Словно очнувшись от наваждения, я подхожу к стойке и опираюсь на неё.

— Когда мне теперь приходить? Хотелось бы получить расписание на ближайший месяц, чтобы совмещать с учёбой.

Гриша достает распечатанный график и ведет по таблице пальцем. У него аккуратные ногти. Терпеть не могу неопрятные руки.

— Приходи послезавтра. К четырём. — надевает куртку. — Успею тебе все показать перед сменой. Надень что-нибудь удобное и, обязательно, нескользящую обувь. Скажу Кире, чтобы ближайшие пару дней прислала тебе новый график.

— Хорошо. — лицо у меня, наверное, кислое.

Щиток в баре находится рядом с кофе машиной, поэтому идти до выхода приходится в темноте. Включаю фонарь на телефоне, Гриша идёт за мной. Физически ощущаю его взгляд. По затылку и шее бегут мурашки.

На улице тоже темень. Фонарь не горит.

Очень холодно из-за поднявшегося ветра. Метро уже закрыто. Понимаю, что весь вечер я находилась в сильнейшем напряжении.
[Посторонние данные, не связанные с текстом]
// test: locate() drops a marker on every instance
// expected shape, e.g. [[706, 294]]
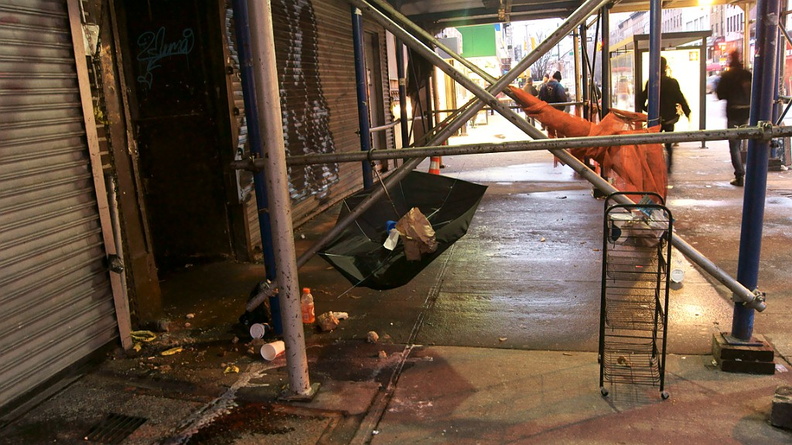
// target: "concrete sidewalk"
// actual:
[[495, 342]]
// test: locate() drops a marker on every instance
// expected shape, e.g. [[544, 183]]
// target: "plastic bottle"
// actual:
[[306, 304]]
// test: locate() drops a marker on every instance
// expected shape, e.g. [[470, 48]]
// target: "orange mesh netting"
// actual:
[[635, 168]]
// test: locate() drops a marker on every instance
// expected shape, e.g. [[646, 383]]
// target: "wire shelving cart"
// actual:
[[635, 289]]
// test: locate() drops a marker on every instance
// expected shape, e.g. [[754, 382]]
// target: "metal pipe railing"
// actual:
[[385, 127]]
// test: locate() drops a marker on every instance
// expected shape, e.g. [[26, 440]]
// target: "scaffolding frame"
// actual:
[[764, 91]]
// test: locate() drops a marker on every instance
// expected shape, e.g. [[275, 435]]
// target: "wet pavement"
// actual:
[[494, 342]]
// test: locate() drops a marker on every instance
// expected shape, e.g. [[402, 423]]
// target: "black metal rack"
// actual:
[[636, 256]]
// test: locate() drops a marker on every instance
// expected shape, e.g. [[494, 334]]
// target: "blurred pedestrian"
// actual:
[[530, 88], [735, 87], [672, 105], [553, 92]]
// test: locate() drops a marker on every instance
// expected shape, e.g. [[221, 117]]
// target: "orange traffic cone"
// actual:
[[434, 165]]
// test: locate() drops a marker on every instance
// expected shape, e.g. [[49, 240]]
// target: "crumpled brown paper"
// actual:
[[417, 234]]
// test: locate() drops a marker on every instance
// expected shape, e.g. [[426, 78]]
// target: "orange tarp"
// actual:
[[638, 168]]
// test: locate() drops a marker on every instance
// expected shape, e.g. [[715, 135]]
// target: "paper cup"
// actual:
[[272, 350]]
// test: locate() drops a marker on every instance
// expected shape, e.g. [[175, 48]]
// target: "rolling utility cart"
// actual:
[[636, 258]]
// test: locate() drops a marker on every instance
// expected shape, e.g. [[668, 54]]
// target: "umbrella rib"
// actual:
[[356, 222], [379, 178], [445, 200]]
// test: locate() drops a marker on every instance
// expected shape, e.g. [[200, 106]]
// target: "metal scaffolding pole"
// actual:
[[764, 131], [762, 92], [653, 87], [270, 123], [362, 93], [606, 80]]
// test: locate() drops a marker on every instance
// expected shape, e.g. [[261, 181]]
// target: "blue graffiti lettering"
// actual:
[[153, 49]]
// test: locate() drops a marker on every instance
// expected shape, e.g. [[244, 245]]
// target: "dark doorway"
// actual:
[[173, 65]]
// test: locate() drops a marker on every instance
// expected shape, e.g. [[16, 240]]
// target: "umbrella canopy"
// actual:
[[449, 205]]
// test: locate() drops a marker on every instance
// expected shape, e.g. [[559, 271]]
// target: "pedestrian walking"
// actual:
[[672, 106], [735, 87], [553, 92]]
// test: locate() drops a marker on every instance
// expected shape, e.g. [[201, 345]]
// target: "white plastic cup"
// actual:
[[272, 350], [257, 330]]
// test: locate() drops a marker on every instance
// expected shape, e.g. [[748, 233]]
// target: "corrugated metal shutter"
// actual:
[[314, 43], [56, 304]]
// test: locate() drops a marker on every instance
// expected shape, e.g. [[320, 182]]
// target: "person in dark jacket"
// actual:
[[670, 96], [735, 87], [553, 92]]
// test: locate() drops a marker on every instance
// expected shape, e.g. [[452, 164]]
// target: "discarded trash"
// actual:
[[307, 306], [393, 239], [419, 236], [357, 252], [144, 336], [327, 321], [172, 351], [272, 350], [257, 330]]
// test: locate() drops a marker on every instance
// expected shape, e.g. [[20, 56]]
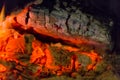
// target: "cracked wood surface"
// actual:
[[75, 27]]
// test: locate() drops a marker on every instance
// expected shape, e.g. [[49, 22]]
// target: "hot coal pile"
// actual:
[[38, 45]]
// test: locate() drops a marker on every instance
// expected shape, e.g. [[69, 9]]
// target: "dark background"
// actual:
[[104, 8], [11, 5]]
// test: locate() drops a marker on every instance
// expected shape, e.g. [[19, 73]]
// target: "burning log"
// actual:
[[26, 53], [74, 28]]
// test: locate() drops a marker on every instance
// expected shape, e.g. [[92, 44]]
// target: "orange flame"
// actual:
[[2, 14]]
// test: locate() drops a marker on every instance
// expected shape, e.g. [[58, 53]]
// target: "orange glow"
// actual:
[[13, 45], [2, 68], [2, 14]]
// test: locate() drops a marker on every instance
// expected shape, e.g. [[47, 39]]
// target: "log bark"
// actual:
[[73, 27]]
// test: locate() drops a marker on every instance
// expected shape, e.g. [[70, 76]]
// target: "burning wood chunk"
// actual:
[[76, 28], [37, 44]]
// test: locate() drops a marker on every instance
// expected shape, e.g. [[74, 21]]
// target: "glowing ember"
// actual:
[[2, 68], [2, 14], [30, 57]]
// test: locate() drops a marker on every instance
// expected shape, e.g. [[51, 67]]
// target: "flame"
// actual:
[[2, 14]]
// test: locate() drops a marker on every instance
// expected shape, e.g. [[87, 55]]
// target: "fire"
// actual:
[[15, 47], [2, 14]]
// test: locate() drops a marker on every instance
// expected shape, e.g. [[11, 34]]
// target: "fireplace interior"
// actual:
[[59, 39]]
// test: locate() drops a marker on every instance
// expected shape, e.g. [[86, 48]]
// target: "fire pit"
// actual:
[[38, 44]]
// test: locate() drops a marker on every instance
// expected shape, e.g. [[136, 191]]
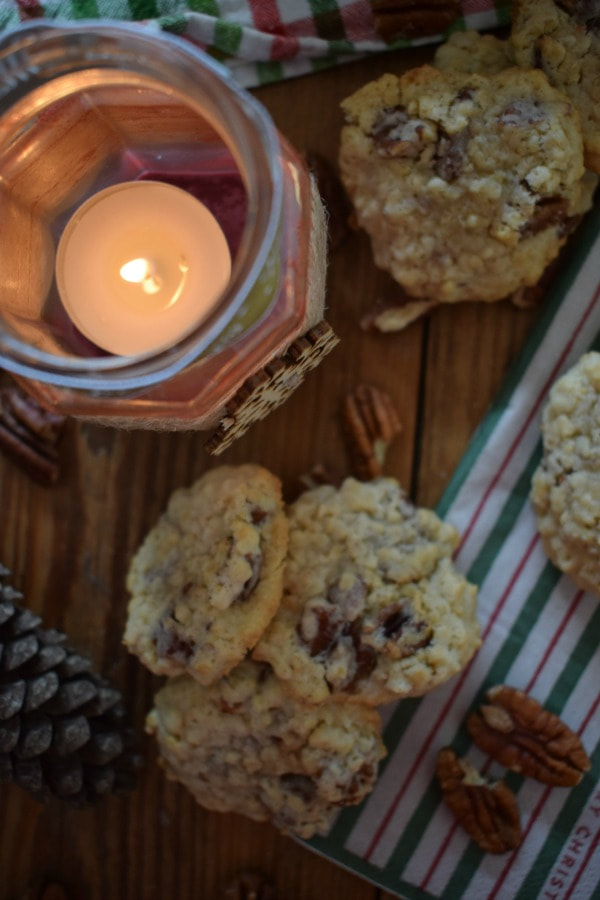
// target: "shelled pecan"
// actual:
[[412, 18], [370, 423], [29, 434], [518, 732], [488, 811]]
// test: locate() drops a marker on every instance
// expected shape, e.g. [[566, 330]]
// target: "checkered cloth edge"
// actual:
[[259, 40]]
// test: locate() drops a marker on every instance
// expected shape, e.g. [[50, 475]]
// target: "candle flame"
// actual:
[[141, 271]]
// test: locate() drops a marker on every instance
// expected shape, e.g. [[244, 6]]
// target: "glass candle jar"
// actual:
[[88, 106]]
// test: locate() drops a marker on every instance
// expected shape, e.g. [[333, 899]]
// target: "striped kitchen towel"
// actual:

Болят плечи и поясница.

Гриша замыкает дверь. Я делаю шаг и, не заметив в темноте приличную выбоину, спотыкаюсь. Я бы расквасила нос, если бы Гриша, каким-то чудом, не успел схватить меня за плечо.

— Где же твоя ловкость, кошка. — его голос так близко, что я почти чувствую теплое дыхание. В голосе звучит нежность и насмешка.

Во рту мгновенно пересыхает. Сердце кувыркается в груди, как непоседливый ребёнок.

— Спасибо. Чуть не грохнулась. — поясняю очевидное и снова хватаюсь за телефон.

Дорога пустая. Мы едем в напряженном молчании. За окном мелькают фонари.

Когда мы останавливаемся на светофоре, я поворачиваю голову. Гриша смотрит на меня.

Огни круглосуточного магазина рисуют причудливые блики на его лице.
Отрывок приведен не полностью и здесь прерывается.